A new blood test may more accurately identify blood signatures, or biomarkers, for Parkinson’s disease (PD), according to a new study published in the journal Movement Disorders. The study, conducted by researchers at Mount Sinai and funded by the Michael J. Fox Foundation for Parkinson’s Research, applies a new approach to looking for blood biomarkers for both patients with and without a known genetic risk factor for PD. This paper is the fourth in a series that report new computational techniques to improve the identification of reliable blood biomarkers.
While biomarkers–such as bad cholesterol level in the case of heart disease–hasten diagnoses by offering accurate measures of disease progression, there are currently no fully validated biomarkers for PD.
The Mount Sinai study analyzed the blood of four groups of mice with genetic material (e.g. ribonucleic acids or RNA) predicted by researchers to form part of a PD signature. Researchers also examined the blood of a group of Ashkenazi Jewish patients living with PD, as well as a separate group of healthy controls. About half of the human subjects–both symptomatic PD patients and healthy controls–have small changes in their DNA code called mutations, in a gene known to increase the likelihood of developing Parkinson’s: leucine-rich repeat kinase 2, or LRRK2. Just one to two percent of Parkinson’s patients carry this gene mutation, and many LRRK2 mutation carriers are from the Ashkenazi Jewish population. The other samples studied came from individuals without the mutation, half of whom had clinical PD.

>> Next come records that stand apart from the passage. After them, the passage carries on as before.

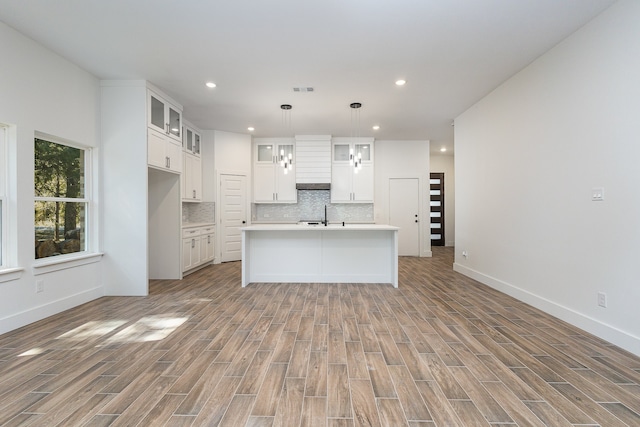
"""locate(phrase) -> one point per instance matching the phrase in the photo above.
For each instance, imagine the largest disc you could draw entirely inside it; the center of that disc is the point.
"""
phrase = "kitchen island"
(336, 253)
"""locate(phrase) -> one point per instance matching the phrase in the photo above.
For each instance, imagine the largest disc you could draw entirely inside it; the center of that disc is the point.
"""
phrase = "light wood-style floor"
(442, 350)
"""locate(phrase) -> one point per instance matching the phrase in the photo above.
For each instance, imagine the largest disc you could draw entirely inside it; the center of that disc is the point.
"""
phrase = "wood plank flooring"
(442, 350)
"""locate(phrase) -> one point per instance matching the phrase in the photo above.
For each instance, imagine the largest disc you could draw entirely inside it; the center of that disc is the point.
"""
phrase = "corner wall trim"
(602, 330)
(23, 318)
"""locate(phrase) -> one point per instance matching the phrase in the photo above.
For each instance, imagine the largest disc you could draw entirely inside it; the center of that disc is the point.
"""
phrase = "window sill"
(59, 263)
(8, 274)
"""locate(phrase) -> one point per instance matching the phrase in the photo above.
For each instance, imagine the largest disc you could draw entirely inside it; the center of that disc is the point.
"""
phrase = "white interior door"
(404, 212)
(233, 215)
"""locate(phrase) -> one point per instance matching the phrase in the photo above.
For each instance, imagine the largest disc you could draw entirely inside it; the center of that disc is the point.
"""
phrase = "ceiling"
(451, 53)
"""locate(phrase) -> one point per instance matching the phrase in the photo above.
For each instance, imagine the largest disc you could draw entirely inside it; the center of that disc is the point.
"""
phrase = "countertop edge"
(331, 227)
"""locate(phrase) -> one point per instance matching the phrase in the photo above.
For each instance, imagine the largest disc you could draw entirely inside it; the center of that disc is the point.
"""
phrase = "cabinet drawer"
(190, 232)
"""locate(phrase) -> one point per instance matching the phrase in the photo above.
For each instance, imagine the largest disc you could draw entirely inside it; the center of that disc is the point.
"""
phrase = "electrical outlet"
(602, 299)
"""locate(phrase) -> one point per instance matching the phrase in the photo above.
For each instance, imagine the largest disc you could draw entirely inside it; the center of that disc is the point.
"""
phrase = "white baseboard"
(609, 333)
(26, 317)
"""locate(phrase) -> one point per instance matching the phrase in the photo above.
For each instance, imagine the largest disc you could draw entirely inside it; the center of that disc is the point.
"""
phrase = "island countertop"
(303, 253)
(319, 227)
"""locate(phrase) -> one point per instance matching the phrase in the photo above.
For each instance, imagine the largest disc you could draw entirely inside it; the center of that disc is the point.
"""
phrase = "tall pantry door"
(233, 215)
(404, 212)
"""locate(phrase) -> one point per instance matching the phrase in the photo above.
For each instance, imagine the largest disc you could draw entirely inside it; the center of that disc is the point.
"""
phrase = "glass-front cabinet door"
(164, 117)
(264, 153)
(175, 122)
(156, 113)
(189, 139)
(341, 152)
(196, 143)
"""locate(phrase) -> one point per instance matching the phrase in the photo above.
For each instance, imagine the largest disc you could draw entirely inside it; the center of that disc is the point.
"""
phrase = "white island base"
(318, 254)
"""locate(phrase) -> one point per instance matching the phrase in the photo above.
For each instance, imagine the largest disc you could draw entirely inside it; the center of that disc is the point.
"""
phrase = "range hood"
(313, 162)
(316, 186)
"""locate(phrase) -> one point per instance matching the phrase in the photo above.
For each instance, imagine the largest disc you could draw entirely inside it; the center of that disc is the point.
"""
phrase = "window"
(61, 203)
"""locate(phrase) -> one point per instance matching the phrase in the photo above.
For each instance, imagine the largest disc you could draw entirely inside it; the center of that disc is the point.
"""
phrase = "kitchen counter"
(300, 253)
(197, 224)
(330, 226)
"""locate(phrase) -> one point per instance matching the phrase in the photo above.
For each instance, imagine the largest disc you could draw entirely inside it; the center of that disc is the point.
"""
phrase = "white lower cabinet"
(207, 238)
(197, 246)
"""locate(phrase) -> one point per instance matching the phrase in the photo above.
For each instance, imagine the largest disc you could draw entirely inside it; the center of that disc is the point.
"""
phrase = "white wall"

After comparing the mouse and human blood samples, researchers identified RNA signatures that can be measured in blood samples that correlate with the disease-causing mutations in the LRRK2 gene in PD patients.
While LRRK2 mutations contribute to PD risk in a small percentage of patients, researchers believe related pathways also play a role in much more common, non-inherited cases of PD. Studying it may speed progress toward treatments that would benefit everyone with the disease, not just those with genetic mutations.
“This is the first time we’ve studied animal models and clinical samples, and used them to look at RNA expression patterns of biomarkers in PD,” said Stuart Sealfon, MD, Chairman and Glickenhaus Professor, Department of Neurology, Mount Sinai Health System and lead author of the study. “Our other goal is to use this approach to identify subtypes of the disease so that treatment can be targeted more accurately and in addition, incorporated with clinical trials that facilitate the ability to identify new therapeutic and disease modifying agents.”
Parkinson’s disease (PD) is a chronic and progressive movement disorder affecting nearly one million people in the U.S. PD involves the malfunction and death of vital nerve cells in the brain, called neurons. Some of these dying neurons produce dopamine, a chemical that sends messages to the part of the brain that controls movement and coordination. As PD progresses, the amount of dopamine produced in the brain decreases, leaving a person unable to control movement normally. The cause of PD is unknown and there is presently no cure.
“The goal of this research is to improve early disease detection, especially in people who are carrying a predisposing genetic mutation,” said Dr. Sealfon. “If you can improve your ability to diagnose the disease more specifically and identify new subtypes, this can help overcome the hurdle in developing new treatments for Parkinson’s and other brain diseases. The next step is to replicate this approach in a larger sample, where we track patients longitudinally and see how profiles are changing over time.”